I’ll be danged if I can find it but someone tweeted to @CodePen the other day something like: “Is it worth it for me to go PRO? Or are you going to up and shut down one day like so many startups do?” It was a hard question to answer, and not because I’m not sure what the answer is.

It was hard because saying something like “Don’t worry, we aren’t going away” is a weak and lame answer. Like I looked up how to respond in Corporate Social Media for Dummies!

So instead of a lame answer, I made a note to write up my feelings on the matter. This is that attempt.

CodePen isn’t a fly-by-night operation. My plan is to build a business by building and maintaining a good product that is useful to people – and do right by those people.

There will be bugs.

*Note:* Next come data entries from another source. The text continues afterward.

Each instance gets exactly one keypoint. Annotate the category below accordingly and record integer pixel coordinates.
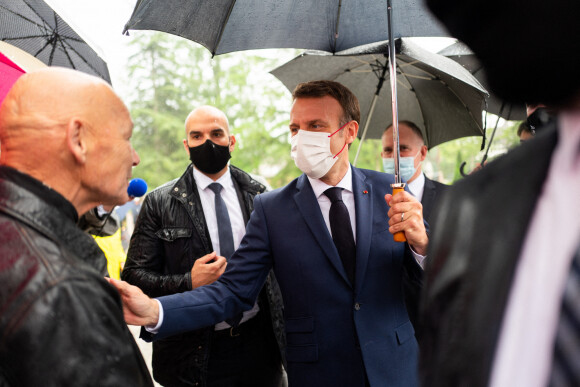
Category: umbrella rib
(66, 46)
(219, 38)
(25, 18)
(337, 25)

We’ll screw up sometimes. But we’ll always be working toward a better product and a better business. One that the Archiveteam doesn’t need to worry about.

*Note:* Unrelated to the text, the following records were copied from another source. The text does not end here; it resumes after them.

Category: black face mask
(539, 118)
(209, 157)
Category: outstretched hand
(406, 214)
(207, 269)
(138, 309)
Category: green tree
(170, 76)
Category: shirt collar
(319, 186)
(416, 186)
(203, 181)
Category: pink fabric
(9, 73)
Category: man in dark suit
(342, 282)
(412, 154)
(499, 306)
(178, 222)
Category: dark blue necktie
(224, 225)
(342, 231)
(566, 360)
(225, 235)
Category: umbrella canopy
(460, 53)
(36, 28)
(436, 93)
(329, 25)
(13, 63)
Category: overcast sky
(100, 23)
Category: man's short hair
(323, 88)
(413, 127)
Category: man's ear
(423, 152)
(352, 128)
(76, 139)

I know the only way to prove this is by proving it over time, so day by day we’ll be doing that. But I can tell you this isn’t some new revelation for me. Over many years I’ve focused the things I work on. I’ve stopped working on so many projects and have avoided picking up any new ones. I outsource as much as I can. Long-term work on a just a few things is what feels right to me. I wrote on The Pastry Box “Mediocre ideas, showing up, and persistence.”

Don’t get distracted by some other idea and prance away to that tomorrow. Keep doing it until you’ve done everything you set out to do and everyone and their mom knows it.

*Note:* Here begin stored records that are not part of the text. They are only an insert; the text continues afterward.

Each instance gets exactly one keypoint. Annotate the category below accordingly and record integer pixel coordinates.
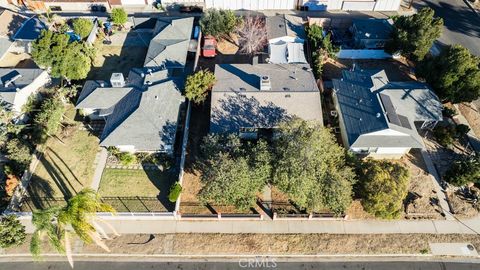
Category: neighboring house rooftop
(370, 103)
(285, 25)
(241, 99)
(372, 28)
(169, 45)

Persistence is kinda my thing.


You’re excited about it now, but what happens when the passion fades and you get bored of a project? Historically that tends to not happen to me for the things I work on that I care deeply about. But I suppose it could, in which case I would take care that the project is in good shape to be sustained with minimal effort and otherwise in good hands.

What if you sell it? There are no plans for that and I can’t see it happening anytime soon. It could happen someday though, and my top priority would be ensuring a healthy future for it. I have been a part of an acquisition before with Wufoo and now, many years later, Wufoo is still going strong.


I was compelled to finally write this as I read Protecting Against Link Rot While Embracing the Future by Tim Murtaugh on A List Apart. Tim lays out a plan to keep embedded code demos healthy in the event that CodePen were to go away. He is 100% right and I’m glad A List Apart is approaching things in that smart future-proof way. It was just weird to read about the theoretical demise of my own project when I feel so strongly about it’s own future-proof-ness. So here we are =).